Odukoya played three seasons in two years for the Phantoms, a nine-man team, while attending Helen Parkhurst High School. He normally played for the Phantoms at defensive end and offensive lineman. He recorded 22 sacks in one season and was named the Dutch national most valuable player, also being selected to play for the Netherlands national American football team.

==College career==
Wanting to play football in the United States, Odukoya looked for opportunities to play college football for a year, uploading a YouTube highlight video of himself and joining a Facebook group devoted to helping foreign players earn athletic scholarships. He realized he needed to start at a junior college as he had not taken SAT or ACT tests. He joined West Hills College Coalinga in California for the 2016 season and was transitioned to playing tight end. He recorded 15 receptions for 184 yards and two touchdowns, being named all-conference.

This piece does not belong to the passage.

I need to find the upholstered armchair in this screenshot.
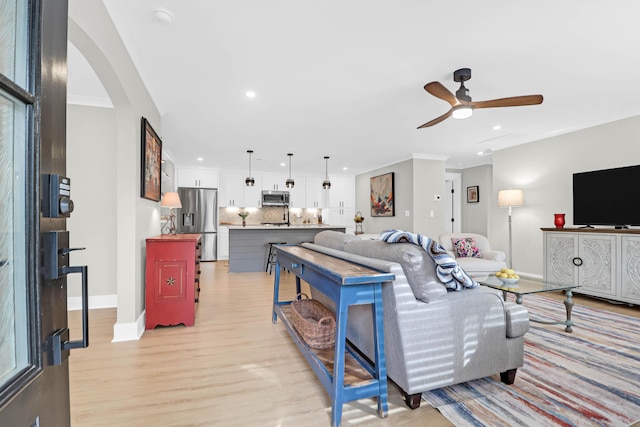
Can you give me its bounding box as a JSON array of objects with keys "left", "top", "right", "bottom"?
[{"left": 438, "top": 233, "right": 507, "bottom": 279}]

Odukoya transferred to Garden City Community College in Kansas in 2017, but broke his foot in the second game of the season and redshirted. He was able to join the FBS Eastern Michigan Eagles in 2018 and ended up playing four seasons for them. Mainly used as a blocker, he played eight games for Eastern Michigan in 2018 before appearing in 13 games in 2019, six in 2020, and 13 in his final season, 2021. He was named team captain as a senior in 2021 and was selected third-team all-conference after posting 13 catches for 130 yards and two touchdowns. Odukoya finished his stint at Eastern Michigan with 40 games played and 21 catches for 194 yards and four touchdowns, being invited to the Hula Bowl all-star game at the conclusion of his college career.

==Professional career==

Pre-draft measurables
| Height | Weight | Arm length | Hand span | Wingspan | 40-yard dash | 10-yard split | 20-yard split | Vertical jump | Broad jump |
| 6 ft 5+1⁄2 in (1.97 m) | 253 lb (115 kg) | 33 in (0.84 m) | 9+3⁄4 in (0.25 m) | 6 ft 9+1⁄2 in (2.07 m) | 4.91 s | 1.77 s | 2.87 s | 32.0 in (0.81 m) | 9 ft 8 in (2.95 m) |
All values from Pro Day

=== Tennesse Titans ===
After going unselected in the 2022 NFL draft, Odukoya joined the Tennessee Titans as part of the International Player Pathway Program (IPPP). On January 10, 2023, Odukoya signed a reserve/future contract with the Titans.

In the 2023 offseason, Odukoya received praise from head coach Mike Vrabel saying that they "lucked out" in finding him. On August 29, 2023, he was waived for final roster cuts before the start of the 2023 season, but signed with the practice squad the following day. Following the end of the 2023 regular season, the Titans signed him to a reserve/future contract on January 8, 2024.

In the Titans' 2024 preseason finale against the New Orleans Saints, Odukoya made a touchdown-saving tackle on Saints returner Samson Nacua, with Fox News noting that he "appeared to run more than 150 yards in total" to make the play. Afterwards, the Titans announced on August 27 that he had made the team's 53-man roster for the 2024 season. This put him in a position to be the first Dutch-born NFL player in 24 years. He made his NFL debut in the special teams, in Week 7 when the Titans faced the Buffalo Bills in the Highmark Stadium. He was waived on November 2, and re-signed to the practice squad. On December 7, Odukoya was a standard gameday elevation to play special teams in the game against the Jacksonville Jaguars. On December 15, he was elevated again, and played special teams and offense against the Cincinnati Bengals. He signed a reserve/future contract with Tennessee on January 6, 2025.

On August 26, 2025, Odukoya was waived by the Titans as part of final roster cuts and re-signed to the practice squad the next day. He was promoted to the active roster on October 11 and waived three days later.

=== New England Patriots ===
On October 16, 2025, Odukoya signed with the New England Patriots' practice squad.

===Kansas City Chiefs===
On September 5, 2026, Odukoya signed with the Kansas City Chiefs practice squad.